At my son’s preschool, one lucky member of the class gets to bring the pet turtle home for the summer. I got the call a few days before summer break was going to begin. At first I thought, wow, what are the odds? Turns out, he was the only student that met all the requirements. He has an amazing mom who is such a dedicated and giving and nurturing caregiver. They didn’t actually say that. They didn’t have to. He also happened to be the only member of the class returning next year. Therefore the only one who could actually bring the damn turtle back. I’ve never been more proud.
I had only one pertinent question. How hard is it to kill a turtle? The answer was, extremely hard. I was up for the challenge. The very nice teacher, Miss. Bait, on the other end of the phone, made it sound so easy. You just feed Shelly some lettuce a few times a day and bathe her once a week. But she didn’t stop there. She went on to tell me how great it would be for my little guy and his self-esteem. When he returned to school in August with the class turtle he would be the big man on campus. He’d be the envy of all. All the kids would want to be friends with the kid who got to take the turtle home for the summer. I find myself questioning the real importance of self-esteem and having friends since Shelly’s arrival. Miss. Bait got me. She got me good. She has unloaded this turtle before.
Shelly moved in the day before we left for vacation. Well now what in the hell are we going to do with this Godforsaken tortoise for ten days? Because I’ll be damned if we are taking this creature on the road. Luckily our neighbor, Senise, is an animal lover and volunteered to take Shelly for us. I knew Shelly was in good hands and didn’t think of her once the entire trip. But then we got home and back to the reality of caring for a herbivore. It’s not nearly as fun as it sounds.
Shelly made herself comfy right there on the dining room table. The kids were so excited. For about the first ten minutes. About nine minutes and sixty seconds longer than I was excited. I bought a head of lettuce and threw her some leaves every now and again. But then came bath day. I’m out. I wipe enough butts, thankyouverymuch. You see, Shelly the turtle takes care of business only once a week while in a container of water. What a lady. Sounds like a job for Beau.
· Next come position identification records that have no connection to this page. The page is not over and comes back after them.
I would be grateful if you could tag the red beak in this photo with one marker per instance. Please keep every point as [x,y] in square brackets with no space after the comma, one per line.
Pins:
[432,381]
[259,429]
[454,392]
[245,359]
Like everything that happens in my life, I will consider this a lesson learned. The next time my phone rings and it shows a school number, I will ignore the call like it’s the people from VISA. If it’s a real emergency they will call one of the other ten numbers on the list. I just hope Shelly lives to see the first day of school. I wonder what kind of self-esteem my son would have from carrying back an empty box that read RIP Shelly? Let’s just hope we don’t have to find out.